Meteorological forcing of unusually high glacier melt on James Ross Island, Antarctic Peninsula in summer 2022/2023: in-situ observations and WRF model simulations

Antarctic Peninsula (AP) glaciers experiencing mean summer air temperature near the melting point are highly sensitive to both long‑term climate variability and short-term but intense warm air advection events. Large scale flow during these events could be further modified by interaction with topography, e.g., by foehn development at the eastern coast of 1000 – 2000 m high AP mountain range. Foehn effect on glacier melt was extensively studied at the Larsen C Ice Shelf region. However, less attention was given to ablation events occurring at the northeastern coast, where AP mountains are less prominent, and where flow interacts also with complex topography of western Weddell Sea islands. In this contribution, we present an analysis of three pronounced melt events in summer 2022/2023 observed on the Davies Dome glacier (514 m a.s.l.) and a cirque-based Triangular Glacier (180 m a.s.l.), both located on Ulu Peninsula, northern James Ross Island. Melt events were identified and their intensity was quantified with an ultrasonic depth sensor data supplemented by snow and ice density observations.

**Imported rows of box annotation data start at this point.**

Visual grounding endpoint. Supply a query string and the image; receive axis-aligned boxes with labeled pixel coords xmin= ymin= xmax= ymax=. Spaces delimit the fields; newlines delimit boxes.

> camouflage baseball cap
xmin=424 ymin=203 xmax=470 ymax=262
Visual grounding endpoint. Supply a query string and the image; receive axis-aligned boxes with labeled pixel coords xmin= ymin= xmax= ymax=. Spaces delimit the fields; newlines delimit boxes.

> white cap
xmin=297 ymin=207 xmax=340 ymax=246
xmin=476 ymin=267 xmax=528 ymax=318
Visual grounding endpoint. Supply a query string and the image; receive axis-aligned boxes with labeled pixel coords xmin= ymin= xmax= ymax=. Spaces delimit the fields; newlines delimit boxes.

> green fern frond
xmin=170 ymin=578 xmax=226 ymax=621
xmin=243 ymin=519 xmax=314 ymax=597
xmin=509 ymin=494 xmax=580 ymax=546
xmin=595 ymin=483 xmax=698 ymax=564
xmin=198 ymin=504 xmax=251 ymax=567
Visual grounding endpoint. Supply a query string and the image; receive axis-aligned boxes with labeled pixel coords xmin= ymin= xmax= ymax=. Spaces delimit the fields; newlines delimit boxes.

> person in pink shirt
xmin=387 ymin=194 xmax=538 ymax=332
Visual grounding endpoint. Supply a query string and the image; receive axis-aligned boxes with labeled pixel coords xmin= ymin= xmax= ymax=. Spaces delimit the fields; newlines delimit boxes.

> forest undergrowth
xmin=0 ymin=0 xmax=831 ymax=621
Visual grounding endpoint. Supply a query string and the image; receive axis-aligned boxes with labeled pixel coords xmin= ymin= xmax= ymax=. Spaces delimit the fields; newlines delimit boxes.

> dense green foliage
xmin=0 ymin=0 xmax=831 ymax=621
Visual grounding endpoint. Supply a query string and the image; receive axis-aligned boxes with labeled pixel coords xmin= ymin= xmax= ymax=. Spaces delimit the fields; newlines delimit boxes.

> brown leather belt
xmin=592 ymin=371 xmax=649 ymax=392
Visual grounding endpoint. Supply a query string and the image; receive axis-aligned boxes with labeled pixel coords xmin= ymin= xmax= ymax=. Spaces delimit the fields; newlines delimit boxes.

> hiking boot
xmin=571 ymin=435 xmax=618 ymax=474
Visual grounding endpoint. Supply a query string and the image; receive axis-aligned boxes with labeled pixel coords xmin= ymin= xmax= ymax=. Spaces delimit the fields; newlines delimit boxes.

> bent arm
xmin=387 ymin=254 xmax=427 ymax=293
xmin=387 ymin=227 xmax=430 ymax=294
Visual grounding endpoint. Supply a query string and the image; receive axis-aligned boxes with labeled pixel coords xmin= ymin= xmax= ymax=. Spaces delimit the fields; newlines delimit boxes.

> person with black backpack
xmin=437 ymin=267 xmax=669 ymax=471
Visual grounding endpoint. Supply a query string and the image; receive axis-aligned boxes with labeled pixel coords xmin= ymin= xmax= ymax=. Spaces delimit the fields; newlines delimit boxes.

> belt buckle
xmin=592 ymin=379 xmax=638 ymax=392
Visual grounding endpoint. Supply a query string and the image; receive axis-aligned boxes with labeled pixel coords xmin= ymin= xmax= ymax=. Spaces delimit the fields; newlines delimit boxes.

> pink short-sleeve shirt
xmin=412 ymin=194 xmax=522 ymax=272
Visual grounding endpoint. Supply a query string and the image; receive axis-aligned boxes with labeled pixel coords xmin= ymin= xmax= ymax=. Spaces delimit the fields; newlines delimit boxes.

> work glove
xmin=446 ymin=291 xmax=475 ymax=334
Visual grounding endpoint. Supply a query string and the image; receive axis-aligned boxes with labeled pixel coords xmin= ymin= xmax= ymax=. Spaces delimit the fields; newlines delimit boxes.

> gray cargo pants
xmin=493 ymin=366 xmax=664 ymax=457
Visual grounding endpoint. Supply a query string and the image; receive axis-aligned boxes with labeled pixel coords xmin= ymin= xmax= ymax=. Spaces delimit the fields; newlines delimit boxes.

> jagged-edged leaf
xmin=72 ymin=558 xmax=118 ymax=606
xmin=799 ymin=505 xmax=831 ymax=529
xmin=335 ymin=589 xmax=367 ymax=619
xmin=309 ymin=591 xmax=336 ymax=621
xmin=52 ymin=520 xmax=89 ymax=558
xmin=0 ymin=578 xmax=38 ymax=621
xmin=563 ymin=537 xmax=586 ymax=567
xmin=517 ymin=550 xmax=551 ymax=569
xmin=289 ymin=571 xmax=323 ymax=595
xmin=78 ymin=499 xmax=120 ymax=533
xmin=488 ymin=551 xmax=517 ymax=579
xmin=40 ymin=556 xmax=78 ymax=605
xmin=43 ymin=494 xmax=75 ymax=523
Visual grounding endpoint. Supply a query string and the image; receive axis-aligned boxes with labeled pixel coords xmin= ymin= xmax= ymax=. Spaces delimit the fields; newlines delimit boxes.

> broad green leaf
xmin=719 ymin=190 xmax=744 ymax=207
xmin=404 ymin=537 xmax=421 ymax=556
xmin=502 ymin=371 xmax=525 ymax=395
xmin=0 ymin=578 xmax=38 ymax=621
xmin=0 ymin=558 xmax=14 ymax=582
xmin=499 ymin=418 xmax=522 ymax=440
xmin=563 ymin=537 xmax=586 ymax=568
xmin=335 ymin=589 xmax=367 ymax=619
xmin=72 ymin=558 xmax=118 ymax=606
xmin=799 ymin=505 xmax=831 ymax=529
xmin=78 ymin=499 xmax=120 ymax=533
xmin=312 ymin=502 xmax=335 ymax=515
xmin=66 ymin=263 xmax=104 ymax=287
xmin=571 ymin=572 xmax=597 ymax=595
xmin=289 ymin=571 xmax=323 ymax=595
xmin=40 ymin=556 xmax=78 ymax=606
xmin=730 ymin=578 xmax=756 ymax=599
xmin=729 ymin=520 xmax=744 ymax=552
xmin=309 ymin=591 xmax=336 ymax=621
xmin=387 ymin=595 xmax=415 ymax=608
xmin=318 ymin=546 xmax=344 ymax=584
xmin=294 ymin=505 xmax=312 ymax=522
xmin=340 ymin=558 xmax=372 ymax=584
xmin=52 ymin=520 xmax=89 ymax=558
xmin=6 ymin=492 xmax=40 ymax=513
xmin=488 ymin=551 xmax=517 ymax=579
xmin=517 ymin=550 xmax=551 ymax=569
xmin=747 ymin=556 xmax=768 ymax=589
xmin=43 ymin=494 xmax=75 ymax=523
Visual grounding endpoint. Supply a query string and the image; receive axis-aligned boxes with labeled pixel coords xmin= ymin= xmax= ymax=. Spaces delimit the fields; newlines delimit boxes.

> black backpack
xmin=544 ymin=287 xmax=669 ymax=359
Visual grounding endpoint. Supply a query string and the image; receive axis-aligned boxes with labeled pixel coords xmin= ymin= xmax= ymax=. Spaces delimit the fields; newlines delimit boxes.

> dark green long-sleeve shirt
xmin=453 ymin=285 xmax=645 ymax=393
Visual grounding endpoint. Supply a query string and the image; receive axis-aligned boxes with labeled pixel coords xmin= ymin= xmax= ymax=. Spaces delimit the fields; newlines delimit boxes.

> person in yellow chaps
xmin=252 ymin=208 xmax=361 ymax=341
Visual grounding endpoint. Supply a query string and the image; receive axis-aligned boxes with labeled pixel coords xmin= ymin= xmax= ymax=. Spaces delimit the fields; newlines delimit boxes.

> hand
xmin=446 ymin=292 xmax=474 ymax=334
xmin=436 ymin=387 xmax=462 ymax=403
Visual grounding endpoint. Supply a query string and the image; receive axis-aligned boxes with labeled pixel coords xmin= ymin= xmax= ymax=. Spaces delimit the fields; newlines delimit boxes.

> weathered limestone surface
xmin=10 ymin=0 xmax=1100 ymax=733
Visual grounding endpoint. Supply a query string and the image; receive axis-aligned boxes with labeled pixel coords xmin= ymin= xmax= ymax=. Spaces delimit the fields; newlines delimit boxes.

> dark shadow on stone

The selected events induced total snow/ice melt of ~1.19 m water equivalent (Triangular Glacier) and ~0.28 m water equivalent (Davies Dome) and significantly contributed to an anomalous ablation season 2022/2023 in this region. In-situ air temperature, wind speed, albedo, and net radiation observations allowed identification of crucial meteorological factors leading to snow and ice melt. Differences in melt regime of studied glaciers were further discussed. In addition to in-situ measurements, the Weather Research and Forecasting (WRF) model was run in a very high resolution for investigated events. The model output allowed analysis of synoptic-scale advection patterns leading to enhanced glacier ablation. An attention was given also to the effects of AP mountains and James Ross Island topography on incoming flow characteristics and possible foehn development.